No había nada más. Eso era todo y era más que suficiente. Esperar a Norita y jugar a estar con ella. A ese juego sin reglas escritas y nunca explicado pero que los dos entendíamos bien.
Después lo de siempre, pasaron los años y hoy pasé por la vereda y me acordé del bar y de las tardes que esperaba a que Norita apareciera. Paso casi todos los días por acá, pero no siempre me acuerdo, pero cuando me acuerdo me siento otro, como despertado de un sueño largo largo. Al rato algo me distrae y simplemente sigo caminando y me voy durmiendo despacito de nuevo, caigo en ese sueño de vivir todos los días y estar cansado.

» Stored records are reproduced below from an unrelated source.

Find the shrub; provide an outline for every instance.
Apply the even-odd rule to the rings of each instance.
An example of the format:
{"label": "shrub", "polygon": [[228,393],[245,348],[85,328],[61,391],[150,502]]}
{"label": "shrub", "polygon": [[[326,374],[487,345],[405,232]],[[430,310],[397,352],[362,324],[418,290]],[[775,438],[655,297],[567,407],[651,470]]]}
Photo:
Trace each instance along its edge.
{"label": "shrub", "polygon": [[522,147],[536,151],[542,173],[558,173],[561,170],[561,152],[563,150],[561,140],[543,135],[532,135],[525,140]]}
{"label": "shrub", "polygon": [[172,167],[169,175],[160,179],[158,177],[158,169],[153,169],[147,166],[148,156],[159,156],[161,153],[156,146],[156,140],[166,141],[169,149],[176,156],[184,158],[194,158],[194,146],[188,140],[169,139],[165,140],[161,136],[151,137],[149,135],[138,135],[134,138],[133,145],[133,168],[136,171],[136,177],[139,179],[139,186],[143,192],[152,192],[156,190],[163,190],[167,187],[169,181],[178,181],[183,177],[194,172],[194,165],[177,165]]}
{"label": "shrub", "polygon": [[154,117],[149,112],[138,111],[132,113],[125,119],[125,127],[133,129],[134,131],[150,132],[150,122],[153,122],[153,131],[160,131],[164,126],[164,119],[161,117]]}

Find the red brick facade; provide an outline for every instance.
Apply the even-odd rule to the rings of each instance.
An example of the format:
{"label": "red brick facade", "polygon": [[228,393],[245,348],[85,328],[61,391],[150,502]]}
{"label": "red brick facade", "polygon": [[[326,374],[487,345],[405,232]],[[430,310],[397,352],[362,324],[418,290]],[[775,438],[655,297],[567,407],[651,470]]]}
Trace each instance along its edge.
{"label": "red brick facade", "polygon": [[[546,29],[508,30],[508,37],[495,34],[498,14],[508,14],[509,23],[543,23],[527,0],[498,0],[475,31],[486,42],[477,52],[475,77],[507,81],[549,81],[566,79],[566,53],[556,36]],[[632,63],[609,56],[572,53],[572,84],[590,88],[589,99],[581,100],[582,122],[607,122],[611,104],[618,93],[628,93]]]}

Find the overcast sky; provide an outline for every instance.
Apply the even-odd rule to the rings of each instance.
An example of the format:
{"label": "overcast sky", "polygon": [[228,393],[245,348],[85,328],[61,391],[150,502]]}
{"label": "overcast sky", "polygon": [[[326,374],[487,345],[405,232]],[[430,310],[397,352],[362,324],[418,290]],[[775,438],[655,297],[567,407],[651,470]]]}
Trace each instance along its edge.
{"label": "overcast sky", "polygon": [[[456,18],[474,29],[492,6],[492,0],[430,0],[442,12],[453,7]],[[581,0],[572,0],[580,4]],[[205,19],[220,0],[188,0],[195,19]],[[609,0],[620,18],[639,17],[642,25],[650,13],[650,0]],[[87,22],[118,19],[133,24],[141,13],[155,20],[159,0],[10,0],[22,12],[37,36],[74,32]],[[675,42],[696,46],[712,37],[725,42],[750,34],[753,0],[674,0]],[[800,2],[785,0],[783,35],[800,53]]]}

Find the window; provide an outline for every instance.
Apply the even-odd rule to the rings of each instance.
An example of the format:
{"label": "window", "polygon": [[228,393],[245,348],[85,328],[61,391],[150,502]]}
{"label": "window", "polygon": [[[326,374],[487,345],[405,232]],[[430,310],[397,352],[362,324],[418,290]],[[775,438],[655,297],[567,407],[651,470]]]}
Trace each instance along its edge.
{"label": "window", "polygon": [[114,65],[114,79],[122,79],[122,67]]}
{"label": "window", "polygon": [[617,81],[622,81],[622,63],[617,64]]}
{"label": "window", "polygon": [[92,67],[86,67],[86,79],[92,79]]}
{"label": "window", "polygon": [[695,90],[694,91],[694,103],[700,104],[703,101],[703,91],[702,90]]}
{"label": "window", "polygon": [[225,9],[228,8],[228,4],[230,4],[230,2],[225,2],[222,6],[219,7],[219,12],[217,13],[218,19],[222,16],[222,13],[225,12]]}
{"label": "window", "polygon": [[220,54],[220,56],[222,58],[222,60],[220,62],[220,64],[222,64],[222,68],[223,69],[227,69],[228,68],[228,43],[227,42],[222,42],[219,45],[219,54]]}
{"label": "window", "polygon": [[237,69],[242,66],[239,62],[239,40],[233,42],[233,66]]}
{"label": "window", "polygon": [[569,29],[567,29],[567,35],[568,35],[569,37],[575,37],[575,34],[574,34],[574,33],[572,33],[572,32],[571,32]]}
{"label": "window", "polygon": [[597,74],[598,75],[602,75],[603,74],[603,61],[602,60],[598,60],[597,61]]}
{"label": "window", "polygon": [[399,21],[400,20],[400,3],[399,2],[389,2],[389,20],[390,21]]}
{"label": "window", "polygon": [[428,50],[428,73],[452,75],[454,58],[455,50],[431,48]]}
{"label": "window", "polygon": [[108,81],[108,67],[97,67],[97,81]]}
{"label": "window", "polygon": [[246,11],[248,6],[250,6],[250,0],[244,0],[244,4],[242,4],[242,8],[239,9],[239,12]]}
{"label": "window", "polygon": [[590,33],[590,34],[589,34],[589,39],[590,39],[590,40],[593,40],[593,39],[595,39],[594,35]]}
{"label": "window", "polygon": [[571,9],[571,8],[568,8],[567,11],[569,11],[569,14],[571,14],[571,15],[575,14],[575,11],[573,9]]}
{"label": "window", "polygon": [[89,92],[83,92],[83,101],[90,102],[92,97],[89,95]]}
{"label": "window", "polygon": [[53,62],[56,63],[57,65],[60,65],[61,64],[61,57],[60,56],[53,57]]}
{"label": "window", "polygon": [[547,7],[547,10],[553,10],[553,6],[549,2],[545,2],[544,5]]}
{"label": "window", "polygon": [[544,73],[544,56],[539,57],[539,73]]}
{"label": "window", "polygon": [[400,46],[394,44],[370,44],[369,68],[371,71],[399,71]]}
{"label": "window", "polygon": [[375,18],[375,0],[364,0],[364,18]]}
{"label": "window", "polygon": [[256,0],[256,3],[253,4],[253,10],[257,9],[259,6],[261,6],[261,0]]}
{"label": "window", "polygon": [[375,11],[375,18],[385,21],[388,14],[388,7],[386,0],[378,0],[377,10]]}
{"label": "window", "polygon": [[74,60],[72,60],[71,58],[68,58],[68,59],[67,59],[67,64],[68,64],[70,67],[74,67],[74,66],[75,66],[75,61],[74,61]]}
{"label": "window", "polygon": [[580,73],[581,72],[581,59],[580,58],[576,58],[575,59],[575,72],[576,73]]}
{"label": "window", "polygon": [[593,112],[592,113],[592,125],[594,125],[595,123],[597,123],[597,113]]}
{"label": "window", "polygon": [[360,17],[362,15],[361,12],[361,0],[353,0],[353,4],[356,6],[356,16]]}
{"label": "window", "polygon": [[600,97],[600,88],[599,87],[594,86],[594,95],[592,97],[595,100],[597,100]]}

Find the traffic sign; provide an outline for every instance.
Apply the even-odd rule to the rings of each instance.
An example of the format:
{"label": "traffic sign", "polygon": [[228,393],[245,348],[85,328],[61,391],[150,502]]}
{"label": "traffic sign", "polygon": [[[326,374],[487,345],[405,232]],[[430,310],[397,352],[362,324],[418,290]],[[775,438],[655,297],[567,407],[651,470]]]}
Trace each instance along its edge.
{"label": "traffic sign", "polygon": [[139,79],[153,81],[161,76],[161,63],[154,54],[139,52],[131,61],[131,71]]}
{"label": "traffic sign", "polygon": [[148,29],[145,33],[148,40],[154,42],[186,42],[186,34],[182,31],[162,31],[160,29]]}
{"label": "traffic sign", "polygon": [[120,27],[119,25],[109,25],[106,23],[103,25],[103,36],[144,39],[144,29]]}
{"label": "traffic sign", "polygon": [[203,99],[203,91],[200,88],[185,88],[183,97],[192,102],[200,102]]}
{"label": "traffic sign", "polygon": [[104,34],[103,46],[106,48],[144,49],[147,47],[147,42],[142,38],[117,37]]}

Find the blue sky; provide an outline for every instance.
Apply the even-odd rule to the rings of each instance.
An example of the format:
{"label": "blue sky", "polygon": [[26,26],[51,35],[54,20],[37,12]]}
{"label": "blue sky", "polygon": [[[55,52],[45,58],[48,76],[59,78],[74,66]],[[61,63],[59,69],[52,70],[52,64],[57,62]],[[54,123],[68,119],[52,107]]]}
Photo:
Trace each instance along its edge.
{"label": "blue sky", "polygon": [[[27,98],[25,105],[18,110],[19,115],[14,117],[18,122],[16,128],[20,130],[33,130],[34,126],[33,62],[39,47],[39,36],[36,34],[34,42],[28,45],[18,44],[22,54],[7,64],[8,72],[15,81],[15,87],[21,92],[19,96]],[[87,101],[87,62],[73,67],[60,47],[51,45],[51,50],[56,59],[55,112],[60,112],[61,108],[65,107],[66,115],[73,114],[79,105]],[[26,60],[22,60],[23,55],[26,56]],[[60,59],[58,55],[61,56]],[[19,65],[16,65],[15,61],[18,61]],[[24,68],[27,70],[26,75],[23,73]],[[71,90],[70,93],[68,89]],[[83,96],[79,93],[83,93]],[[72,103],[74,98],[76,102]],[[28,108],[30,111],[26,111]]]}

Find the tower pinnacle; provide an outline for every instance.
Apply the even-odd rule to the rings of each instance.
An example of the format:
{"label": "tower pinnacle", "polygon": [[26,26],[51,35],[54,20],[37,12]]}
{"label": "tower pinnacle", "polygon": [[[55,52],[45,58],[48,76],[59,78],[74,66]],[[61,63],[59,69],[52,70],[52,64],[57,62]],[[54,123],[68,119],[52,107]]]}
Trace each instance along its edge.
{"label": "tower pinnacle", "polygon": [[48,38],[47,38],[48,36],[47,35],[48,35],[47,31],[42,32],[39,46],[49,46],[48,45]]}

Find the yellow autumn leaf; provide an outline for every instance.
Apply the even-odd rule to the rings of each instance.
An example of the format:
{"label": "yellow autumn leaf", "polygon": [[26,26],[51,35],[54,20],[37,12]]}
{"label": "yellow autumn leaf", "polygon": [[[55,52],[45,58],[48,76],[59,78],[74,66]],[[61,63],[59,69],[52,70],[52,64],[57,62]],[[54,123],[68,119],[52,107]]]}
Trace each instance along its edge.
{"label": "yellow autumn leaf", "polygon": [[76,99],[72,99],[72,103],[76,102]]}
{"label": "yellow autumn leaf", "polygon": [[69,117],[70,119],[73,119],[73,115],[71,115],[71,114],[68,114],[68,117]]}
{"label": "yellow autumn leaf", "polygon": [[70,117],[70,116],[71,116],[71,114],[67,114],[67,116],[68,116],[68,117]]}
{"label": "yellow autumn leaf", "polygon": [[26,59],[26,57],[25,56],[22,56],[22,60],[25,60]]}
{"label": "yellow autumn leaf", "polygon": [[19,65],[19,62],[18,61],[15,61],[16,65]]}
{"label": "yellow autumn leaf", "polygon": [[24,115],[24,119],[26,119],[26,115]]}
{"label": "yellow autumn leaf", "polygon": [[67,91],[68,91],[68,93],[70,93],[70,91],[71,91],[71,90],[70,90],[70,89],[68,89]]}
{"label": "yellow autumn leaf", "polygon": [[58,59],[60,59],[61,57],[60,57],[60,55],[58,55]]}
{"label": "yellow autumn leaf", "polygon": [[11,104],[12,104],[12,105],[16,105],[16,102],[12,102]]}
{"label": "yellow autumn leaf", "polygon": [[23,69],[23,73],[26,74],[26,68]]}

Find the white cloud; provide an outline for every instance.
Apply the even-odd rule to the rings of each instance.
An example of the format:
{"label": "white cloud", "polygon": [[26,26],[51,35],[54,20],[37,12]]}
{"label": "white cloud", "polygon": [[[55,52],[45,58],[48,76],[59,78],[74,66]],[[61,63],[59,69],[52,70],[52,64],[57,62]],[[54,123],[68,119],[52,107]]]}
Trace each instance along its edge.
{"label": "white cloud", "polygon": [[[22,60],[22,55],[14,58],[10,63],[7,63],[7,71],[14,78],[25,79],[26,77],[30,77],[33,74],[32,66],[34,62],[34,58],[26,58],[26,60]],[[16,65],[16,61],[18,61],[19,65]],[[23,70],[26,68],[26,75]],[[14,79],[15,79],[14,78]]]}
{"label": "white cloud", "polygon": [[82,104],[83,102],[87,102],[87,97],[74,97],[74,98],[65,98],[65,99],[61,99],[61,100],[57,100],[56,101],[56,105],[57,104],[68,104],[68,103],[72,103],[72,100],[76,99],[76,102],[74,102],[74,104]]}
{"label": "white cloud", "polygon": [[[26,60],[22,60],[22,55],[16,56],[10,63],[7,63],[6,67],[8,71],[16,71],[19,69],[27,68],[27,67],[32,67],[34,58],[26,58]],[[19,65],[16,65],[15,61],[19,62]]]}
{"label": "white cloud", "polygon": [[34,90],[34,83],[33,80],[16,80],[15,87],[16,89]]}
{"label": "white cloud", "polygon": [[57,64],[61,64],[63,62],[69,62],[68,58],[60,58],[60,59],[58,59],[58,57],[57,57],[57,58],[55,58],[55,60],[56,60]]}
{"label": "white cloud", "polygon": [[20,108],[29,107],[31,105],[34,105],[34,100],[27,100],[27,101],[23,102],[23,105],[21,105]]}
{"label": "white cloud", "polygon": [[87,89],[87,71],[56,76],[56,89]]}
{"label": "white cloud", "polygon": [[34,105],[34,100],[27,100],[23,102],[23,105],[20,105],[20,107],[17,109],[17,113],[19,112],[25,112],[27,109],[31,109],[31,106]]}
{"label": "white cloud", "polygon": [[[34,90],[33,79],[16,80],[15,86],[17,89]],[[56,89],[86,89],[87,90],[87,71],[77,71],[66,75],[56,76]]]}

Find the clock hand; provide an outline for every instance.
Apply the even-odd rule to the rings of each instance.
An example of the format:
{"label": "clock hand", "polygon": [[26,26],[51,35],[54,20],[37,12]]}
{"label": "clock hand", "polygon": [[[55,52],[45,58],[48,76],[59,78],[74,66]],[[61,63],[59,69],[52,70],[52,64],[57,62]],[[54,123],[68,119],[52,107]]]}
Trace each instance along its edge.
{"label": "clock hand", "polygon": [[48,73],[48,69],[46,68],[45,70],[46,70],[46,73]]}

Atilio había estado mirando la vereda todo el tiempo mientras me contaba, pero ahora levantó la cabeza y me miró. Espere encontrarme un rostro triste, unos ojos acuosos. Era la misma cara de siempre del viejo, simplemente era así. Yo también me sentía cansado pero no tenía a qué despertar de mi sueño, ese otro, esa otra realidad, para mí no existían.
- ¡Atilio Juvenal Padilla!
Se escuchó fuerte y claro el grito. Era del kioskero del puesto de revistas que venía con el delantal azul abajo de la panza, le dió la mano al viejo y me miró, se iba a presentar cuando Atilio lo interrumpió:
- Este pibe es un amigo, hace tiempo que no lo veía, pero me dijo que se tenía que ir.
Y así me echó, a su modo. Y de ese modo yo lo quería. Camine las pocas cuadras entre la estación y mi casa. Pensaba en el viejo, en Norita y los sueños. Pero al rato me disipé, estaba cansado y me iba a dormir.